# Day 7: Bringing It All Together - Mini Project

Congratulations on making it to Day 7! You've spent the week learning the fundamentals of NumPy, Pandas, and Matplotlib. Now it's time to put all those skills to the test with a mini-project.

Today, you will be an analyst exploring the famous Titanic dataset. Your goal is to load the data, perform some basic cleaning, and create visualizations to answer a few key questions about the passengers and their survival.

**Your tasks today:**
1.  **Load a new dataset** from a URL.
2.  **Inspect the data** using your Pandas skills (`.head()`, `.info()`, `.describe()`).
3.  **Perform a simple data cleaning** task (handling missing values).
4.  **Create visualizations** (bar charts, histograms) to answer specific questions.

Let's begin by importing our libraries and loading the dataset. The Titanic dataset is available online, so we can load it directly into pandas.

In [None]:
import pandas as pd
import matplotlib.pyplot as plt

# URL for the Titanic dataset
url = "https://raw.githubusercontent.com/datasciencedojo/datasets/master/titanic.csv"

# Load the dataset into a pandas DataFrame
titanic_df = pd.read_csv(url)

---

## Step 1: Inspect the Data

Before we can analyze the data, we need to understand it. What columns are there? What are their data types? Are there missing values?

**Exercise 1.1:** Use the `.head()` method to display the first 5 rows of the `titanic_df` DataFrame.

In [None]:
# Your code here

**Solution 1.1:**

In [None]:
# Solution
titanic_df.head()

**Exercise 1.2:** Use the `.info()` method to get a summary of the DataFrame, including the data types of each column and the number of non-null values.

In [None]:
# Your code here

**Solution 1.2:**

In [None]:
# Solution
titanic_df.info()

---

## Step 2: Data Cleaning

From the output of `.info()`, you probably noticed that the 'Age' column has a lot of missing values (891 entries total, but only 714 non-null values for Age). For our analysis, let's fill these missing ages with the median age of all passengers. The median is often a better choice than the mean when the data might have outliers.

**Exercise 2.1:** 
1. Calculate the median of the 'Age' column.
2. Use the `.fillna()` method to replace the missing values (`NaN`) in the 'Age' column with the median age.

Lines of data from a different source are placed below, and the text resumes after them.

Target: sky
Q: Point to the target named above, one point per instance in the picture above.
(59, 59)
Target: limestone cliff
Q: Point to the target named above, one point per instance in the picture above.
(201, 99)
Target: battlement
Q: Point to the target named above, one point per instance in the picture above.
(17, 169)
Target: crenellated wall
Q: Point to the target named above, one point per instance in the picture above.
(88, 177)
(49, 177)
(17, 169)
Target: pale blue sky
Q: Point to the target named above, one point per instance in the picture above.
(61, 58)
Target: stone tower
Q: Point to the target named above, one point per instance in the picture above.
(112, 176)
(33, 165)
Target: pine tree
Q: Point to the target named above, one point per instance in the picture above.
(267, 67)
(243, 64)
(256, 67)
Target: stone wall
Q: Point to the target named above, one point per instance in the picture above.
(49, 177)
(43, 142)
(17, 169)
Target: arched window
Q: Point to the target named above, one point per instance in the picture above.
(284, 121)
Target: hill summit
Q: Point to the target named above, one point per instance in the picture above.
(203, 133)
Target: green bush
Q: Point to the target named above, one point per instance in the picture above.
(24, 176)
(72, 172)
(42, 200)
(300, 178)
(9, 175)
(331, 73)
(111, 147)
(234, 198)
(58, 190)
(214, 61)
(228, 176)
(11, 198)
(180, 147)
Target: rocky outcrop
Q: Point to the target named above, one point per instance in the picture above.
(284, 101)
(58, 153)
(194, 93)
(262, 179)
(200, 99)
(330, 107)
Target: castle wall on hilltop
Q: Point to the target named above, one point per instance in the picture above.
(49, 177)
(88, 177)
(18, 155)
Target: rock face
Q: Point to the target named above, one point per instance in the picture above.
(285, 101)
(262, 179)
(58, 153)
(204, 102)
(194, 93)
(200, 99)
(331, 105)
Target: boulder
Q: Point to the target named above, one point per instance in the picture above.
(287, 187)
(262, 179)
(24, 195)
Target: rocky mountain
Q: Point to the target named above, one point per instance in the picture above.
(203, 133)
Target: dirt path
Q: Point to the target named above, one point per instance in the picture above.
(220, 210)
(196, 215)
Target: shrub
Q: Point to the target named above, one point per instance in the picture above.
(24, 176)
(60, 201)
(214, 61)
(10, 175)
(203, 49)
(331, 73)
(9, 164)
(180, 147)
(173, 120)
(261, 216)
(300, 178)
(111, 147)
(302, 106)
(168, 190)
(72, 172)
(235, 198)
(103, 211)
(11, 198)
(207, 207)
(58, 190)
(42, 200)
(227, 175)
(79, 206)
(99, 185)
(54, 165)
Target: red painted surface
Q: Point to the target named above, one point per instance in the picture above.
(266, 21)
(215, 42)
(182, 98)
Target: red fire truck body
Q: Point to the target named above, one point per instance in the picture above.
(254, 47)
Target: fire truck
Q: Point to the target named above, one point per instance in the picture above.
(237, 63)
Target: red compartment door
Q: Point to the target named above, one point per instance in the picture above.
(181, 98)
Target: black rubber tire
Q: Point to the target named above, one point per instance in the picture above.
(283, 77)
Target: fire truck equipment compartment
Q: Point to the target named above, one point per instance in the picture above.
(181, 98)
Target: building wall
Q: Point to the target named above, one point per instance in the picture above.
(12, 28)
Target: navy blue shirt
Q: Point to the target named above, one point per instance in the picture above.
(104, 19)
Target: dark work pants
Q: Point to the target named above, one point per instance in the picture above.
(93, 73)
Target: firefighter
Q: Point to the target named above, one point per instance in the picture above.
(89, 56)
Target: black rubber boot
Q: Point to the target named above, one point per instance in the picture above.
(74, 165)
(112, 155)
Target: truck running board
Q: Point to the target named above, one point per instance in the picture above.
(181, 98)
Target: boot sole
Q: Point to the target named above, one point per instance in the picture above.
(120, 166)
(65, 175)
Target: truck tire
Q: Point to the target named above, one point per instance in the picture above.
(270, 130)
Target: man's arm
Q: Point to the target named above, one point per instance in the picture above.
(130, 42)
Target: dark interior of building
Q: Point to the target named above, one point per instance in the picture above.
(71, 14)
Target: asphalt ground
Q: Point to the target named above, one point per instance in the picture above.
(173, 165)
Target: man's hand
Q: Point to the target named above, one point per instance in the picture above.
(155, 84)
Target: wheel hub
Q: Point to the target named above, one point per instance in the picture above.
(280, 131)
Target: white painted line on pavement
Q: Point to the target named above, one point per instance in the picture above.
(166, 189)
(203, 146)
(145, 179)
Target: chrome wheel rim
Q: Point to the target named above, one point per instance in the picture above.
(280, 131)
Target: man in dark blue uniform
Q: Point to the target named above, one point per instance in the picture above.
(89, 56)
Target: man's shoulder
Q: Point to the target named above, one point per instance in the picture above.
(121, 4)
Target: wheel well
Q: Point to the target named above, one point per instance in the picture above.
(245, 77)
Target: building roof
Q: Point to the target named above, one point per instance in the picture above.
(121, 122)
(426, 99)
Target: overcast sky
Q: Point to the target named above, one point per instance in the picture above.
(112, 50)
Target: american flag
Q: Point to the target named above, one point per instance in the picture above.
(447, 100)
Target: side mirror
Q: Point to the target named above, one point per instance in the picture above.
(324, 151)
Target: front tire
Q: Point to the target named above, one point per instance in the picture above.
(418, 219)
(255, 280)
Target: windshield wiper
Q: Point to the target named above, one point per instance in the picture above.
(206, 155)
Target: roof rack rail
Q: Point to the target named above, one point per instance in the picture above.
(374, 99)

Make sure to update the DataFrame.
3. Verify your work by running `.info()` again to see that the 'Age' column now has 891 non-null values.

In [None]:
# Your code here

**Solution 2.1:**

In [None]:
# Solution
# 1. Calculate the median age
median_age = titanic_df["Age"].median()
print(f"The median age is: {median_age}")

# 2. Fill missing values
titanic_df.fillna({"Age": median_age}, inplace=True)

# 3. Verify the result
print("\nDataFrame info after filling missing ages:")
titanic_df.info()

---

## Step 3: Answering Questions with Visualizations

Now that our data is clean, we can start exploring it visually!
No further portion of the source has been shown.